Jade McGlynn

Is Russia ready for life after Putin?

When Russians headed to the polls last week, the Duma election results were never in doubt: Putin’s United Russia party won two-thirds of the seats, while the rest went to the tame ‘systemic opposition’. But even if the outcome wasn’t a surprise, the manner of Putin’s victory should ring alarm bells about what happens in Russia when he eventually departs.

The Kremlin ‘won’ the Duma elections insofar as United Russia received the number of seats it wanted. It did this on just 50 per cent of the vote, down on previous elections, with widespread violations, and at the cost of what little credibility the electoral process still enjoyed.

In regimes like Russia, elections are not for the people, but for the autocrats. The authorities turn any election into a vote for something, rather than a choice from among several options. But even the semblance of reality and unpredictability with which Russian elections under Putin were once carried out is no more. The pretence of democracy has all but disappeared.
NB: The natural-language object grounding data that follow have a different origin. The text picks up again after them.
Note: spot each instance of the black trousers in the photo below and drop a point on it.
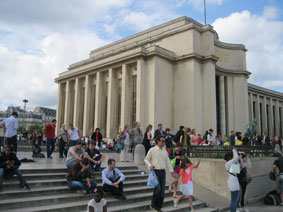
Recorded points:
(244, 188)
(61, 147)
(159, 191)
(12, 142)
(114, 191)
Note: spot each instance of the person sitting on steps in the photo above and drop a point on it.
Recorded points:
(112, 180)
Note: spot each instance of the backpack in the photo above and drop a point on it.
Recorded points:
(243, 177)
(272, 198)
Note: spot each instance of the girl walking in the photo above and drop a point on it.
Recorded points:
(187, 188)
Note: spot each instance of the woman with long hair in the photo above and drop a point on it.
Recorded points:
(147, 138)
(125, 139)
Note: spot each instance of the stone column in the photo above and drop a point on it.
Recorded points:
(222, 105)
(277, 123)
(87, 99)
(125, 117)
(67, 104)
(59, 115)
(77, 103)
(230, 104)
(257, 114)
(264, 121)
(251, 115)
(98, 101)
(112, 104)
(270, 121)
(140, 92)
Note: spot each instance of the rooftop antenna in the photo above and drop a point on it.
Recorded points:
(204, 8)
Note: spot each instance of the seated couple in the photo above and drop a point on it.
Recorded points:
(112, 180)
(93, 155)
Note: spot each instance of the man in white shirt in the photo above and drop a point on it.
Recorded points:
(157, 159)
(11, 125)
(74, 135)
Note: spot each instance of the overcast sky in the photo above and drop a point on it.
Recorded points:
(41, 38)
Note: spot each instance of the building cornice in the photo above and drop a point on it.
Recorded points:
(264, 91)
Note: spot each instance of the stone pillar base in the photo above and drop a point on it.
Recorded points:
(139, 155)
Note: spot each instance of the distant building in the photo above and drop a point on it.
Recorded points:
(40, 116)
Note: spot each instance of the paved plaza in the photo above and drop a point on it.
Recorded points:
(203, 194)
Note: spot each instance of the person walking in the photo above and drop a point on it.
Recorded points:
(233, 183)
(176, 155)
(136, 137)
(187, 187)
(125, 139)
(11, 125)
(74, 135)
(147, 138)
(63, 140)
(157, 159)
(49, 130)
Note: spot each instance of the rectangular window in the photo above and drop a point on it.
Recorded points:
(267, 118)
(273, 115)
(280, 121)
(134, 100)
(119, 105)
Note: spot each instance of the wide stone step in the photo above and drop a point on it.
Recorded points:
(47, 176)
(62, 182)
(60, 170)
(135, 202)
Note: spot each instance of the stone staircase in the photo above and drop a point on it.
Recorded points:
(49, 192)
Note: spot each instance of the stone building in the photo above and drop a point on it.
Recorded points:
(177, 73)
(40, 116)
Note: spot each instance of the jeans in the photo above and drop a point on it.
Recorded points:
(114, 191)
(50, 146)
(12, 142)
(61, 147)
(2, 144)
(158, 193)
(82, 185)
(17, 172)
(73, 142)
(36, 149)
(235, 196)
(70, 162)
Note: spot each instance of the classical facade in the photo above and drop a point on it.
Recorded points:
(40, 116)
(177, 73)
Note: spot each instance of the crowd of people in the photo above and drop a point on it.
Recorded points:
(163, 151)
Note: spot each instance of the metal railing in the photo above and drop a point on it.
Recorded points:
(220, 151)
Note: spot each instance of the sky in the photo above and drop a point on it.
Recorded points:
(39, 39)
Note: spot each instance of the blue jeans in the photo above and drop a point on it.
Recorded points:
(73, 142)
(70, 162)
(36, 149)
(50, 146)
(82, 185)
(235, 197)
(17, 172)
(159, 191)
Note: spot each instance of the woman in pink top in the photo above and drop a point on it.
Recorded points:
(187, 181)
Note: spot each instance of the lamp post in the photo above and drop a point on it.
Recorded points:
(25, 101)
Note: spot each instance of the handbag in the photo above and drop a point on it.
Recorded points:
(235, 168)
(152, 180)
(120, 146)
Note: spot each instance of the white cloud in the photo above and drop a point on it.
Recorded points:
(262, 36)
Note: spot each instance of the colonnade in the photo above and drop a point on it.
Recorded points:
(108, 99)
(268, 112)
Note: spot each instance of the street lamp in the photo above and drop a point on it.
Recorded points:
(25, 101)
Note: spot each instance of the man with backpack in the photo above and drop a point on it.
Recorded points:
(278, 164)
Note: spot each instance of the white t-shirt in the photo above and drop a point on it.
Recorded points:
(97, 206)
(74, 134)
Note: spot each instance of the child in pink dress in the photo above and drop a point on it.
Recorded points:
(187, 187)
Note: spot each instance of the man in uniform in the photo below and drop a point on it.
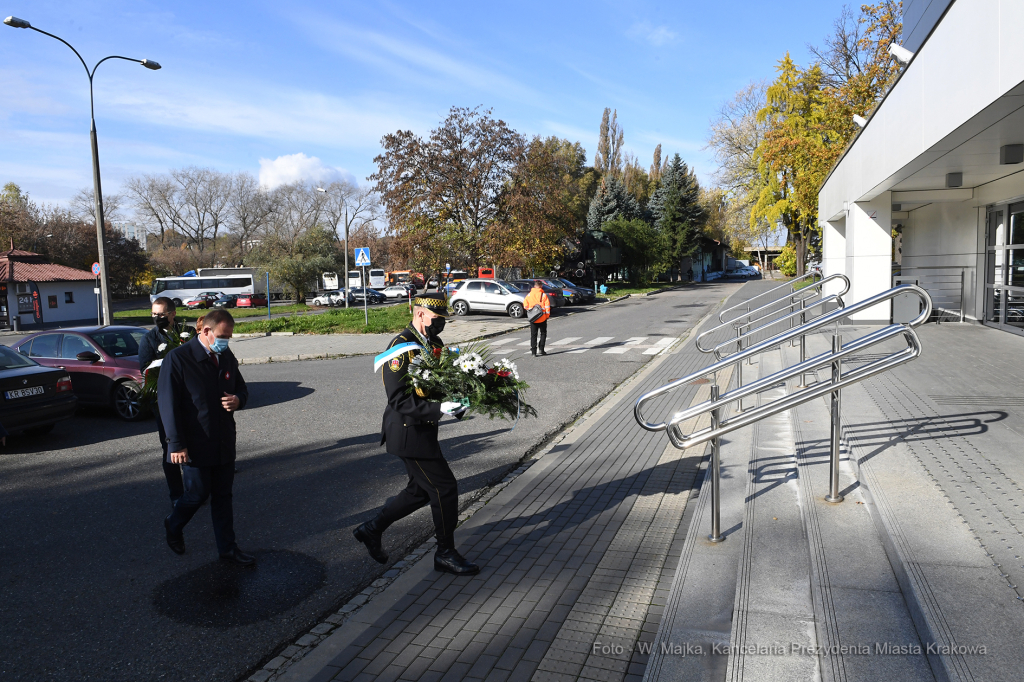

Egregious ballot stuffing, a crackdown on opposition candidates, and a litany of dirty tricks deployed against the Navalny movement’s smart voting campaign – which told voters which candidate had the best chance of beating the United Russia candidate – were all features of this election.

Many Russians, young or old, do not see the West as worthy of emulation

Putin’s continued crackdown on the Navalny movement is nothing new. But by crushing his opponents – and political life more generally – so thoroughly it makes it difficult to see how any transition of Putin from power can happen smoothly, whenever that time does come.

Last year, the Russian government brought in a raft of constitutional amendments that allow Putin to stay in power until 2036. But these changes were also intended to pave the way for a more collective, parliamentary, system to replace him.